Comment

Adversity is good for networking but in limited doses

By Alan Titchall, managing editor, Contrafed Publishing.
The lockdown came hard and fast but, unless we had applied the sort of border control imposed in war time, which this Government would not be capable of, it was predictable.

It’s not just our vaccination roll-out has been so ponderous, the country is taking a very different approach to the rest of the world in trying to eliminate Covid rather than suppress and contain it.

As political commentator Peter Dunne observed last month, our Government is on its own ignoring the pandemic responses other countries have adopted. Its prime focus is on the health impacts of the virus, with little regard for the wider social and economic impacts, in the knowledge that our over-stretched health system can’t cope with a mass pandemic. A recent international report placed New Zealand with the second lowest number of intensive care beds per capita in the OECD, with only Mexico below it.

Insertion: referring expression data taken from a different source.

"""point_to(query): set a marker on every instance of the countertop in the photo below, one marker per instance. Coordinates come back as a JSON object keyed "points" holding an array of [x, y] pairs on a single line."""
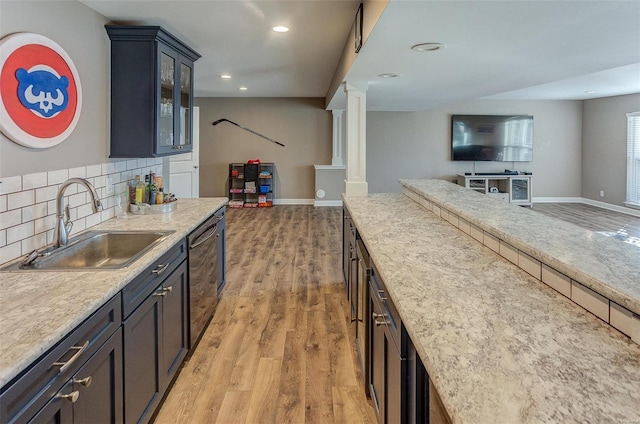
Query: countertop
{"points": [[500, 346], [600, 262], [37, 309]]}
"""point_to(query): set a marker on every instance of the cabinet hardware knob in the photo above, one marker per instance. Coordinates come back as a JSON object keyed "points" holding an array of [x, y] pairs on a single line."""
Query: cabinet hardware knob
{"points": [[65, 365], [160, 269], [86, 382], [71, 397]]}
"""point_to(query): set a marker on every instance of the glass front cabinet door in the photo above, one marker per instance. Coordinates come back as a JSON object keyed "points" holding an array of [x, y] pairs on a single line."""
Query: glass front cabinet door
{"points": [[151, 92]]}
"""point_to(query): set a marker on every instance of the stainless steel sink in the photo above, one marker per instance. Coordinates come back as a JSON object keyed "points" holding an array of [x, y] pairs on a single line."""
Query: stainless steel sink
{"points": [[96, 250]]}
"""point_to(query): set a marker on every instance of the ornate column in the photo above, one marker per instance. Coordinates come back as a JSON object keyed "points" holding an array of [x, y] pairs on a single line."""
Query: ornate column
{"points": [[356, 182]]}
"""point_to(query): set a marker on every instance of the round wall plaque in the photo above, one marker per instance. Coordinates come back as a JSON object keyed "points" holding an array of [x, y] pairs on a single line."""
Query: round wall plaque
{"points": [[40, 93]]}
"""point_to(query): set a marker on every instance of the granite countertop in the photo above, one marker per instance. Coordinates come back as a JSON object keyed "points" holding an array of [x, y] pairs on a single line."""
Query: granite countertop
{"points": [[39, 308], [602, 263], [500, 346]]}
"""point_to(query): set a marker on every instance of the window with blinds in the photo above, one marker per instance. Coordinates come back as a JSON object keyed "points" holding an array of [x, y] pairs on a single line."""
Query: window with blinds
{"points": [[633, 159]]}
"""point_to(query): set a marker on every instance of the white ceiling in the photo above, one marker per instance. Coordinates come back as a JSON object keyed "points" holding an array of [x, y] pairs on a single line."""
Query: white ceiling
{"points": [[234, 37], [515, 49]]}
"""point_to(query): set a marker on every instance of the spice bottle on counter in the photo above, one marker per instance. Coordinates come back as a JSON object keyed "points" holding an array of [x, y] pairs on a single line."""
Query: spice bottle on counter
{"points": [[132, 189], [140, 192], [159, 196]]}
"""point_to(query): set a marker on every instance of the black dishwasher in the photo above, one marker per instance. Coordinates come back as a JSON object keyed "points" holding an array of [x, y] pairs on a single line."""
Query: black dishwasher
{"points": [[205, 261]]}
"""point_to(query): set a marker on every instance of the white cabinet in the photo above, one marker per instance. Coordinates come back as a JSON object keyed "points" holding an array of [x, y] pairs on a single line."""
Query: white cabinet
{"points": [[510, 188]]}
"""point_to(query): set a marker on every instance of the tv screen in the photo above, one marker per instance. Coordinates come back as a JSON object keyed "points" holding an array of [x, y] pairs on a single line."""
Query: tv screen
{"points": [[492, 138]]}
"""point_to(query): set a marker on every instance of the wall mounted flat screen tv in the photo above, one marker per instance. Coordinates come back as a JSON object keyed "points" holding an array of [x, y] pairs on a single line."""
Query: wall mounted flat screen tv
{"points": [[492, 138]]}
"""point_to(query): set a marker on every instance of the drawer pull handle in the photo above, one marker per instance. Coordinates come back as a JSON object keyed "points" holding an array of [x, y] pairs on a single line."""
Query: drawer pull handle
{"points": [[65, 365], [379, 319], [165, 291], [382, 295], [160, 269], [71, 397], [86, 382]]}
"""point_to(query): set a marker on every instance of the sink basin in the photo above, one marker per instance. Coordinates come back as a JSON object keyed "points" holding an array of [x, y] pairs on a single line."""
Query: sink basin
{"points": [[97, 250]]}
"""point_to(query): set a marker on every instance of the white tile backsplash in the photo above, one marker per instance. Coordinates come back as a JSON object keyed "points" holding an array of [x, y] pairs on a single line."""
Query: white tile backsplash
{"points": [[33, 212], [80, 172], [94, 170], [10, 218], [20, 199], [46, 193], [32, 181], [10, 185], [28, 202], [19, 232], [57, 177]]}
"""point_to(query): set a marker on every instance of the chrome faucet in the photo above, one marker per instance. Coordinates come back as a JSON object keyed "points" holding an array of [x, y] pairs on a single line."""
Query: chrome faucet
{"points": [[63, 220]]}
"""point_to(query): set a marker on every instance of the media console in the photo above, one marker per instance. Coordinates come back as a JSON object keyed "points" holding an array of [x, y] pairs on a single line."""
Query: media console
{"points": [[508, 187]]}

Until August 17 2021 New Zealand was the “last man standing” with its elimination strategy, while international experts called for an entirely different approach to dealing with the Delta variant, acknowledging spread of the virus throughout the entire population could not be stopped and vaccination will not produce a herd immunity, and monitoring people with mild symptoms was no longer helpful. They say the focus needs to shift to dealing with those people who become seriously unwell because of the virus, not just recording the numbers of cases in the community.

“Unless it really is the Government’s intention to keep New Zealand in a semi-permanent state of isolation and periodic lockdown, which no rational human being would accept as logical or reasonable, it is time for a serious rethink of our Covid approach, based on the latest international evidence,” said Dunne before the recent level four lockdown.

“Bluntly, the hundreds of troops currently being used to enforce the failing MIQ system would have been far better utilised building temporary field hospitals to boost intensive care capacity,” he said.

“The challenge for the Government is whether it will continue to cling to the elimination strategy other countries have abandoned, or whether it is sufficiently adept to refresh its approach in line with the latest evidence now being amassed in the rest of the world.”

Whether the Government can pull its elimination trick again, remained to be seen at print time.

Meanwhile, the September issue of Contractor magazine will be out as usual very soon, with plenty of discussion of civil contracting from procurement to national politics, to recruiting and other challenges we face ahead together.

At least the conference season was out of the way for all sectors before the L4 lcokdown, apart from heavy haulage. I attended both the AQA/IOQ and CCNZ conferences in the capital. One marred by hurricane-force winds and the other by a bomb scare. However, absence and adversity certainly prove good for networking, and I can’t remember conferences so ‘social’.

 

Meantime, keep well, keep positive. Kia mau, kia pai.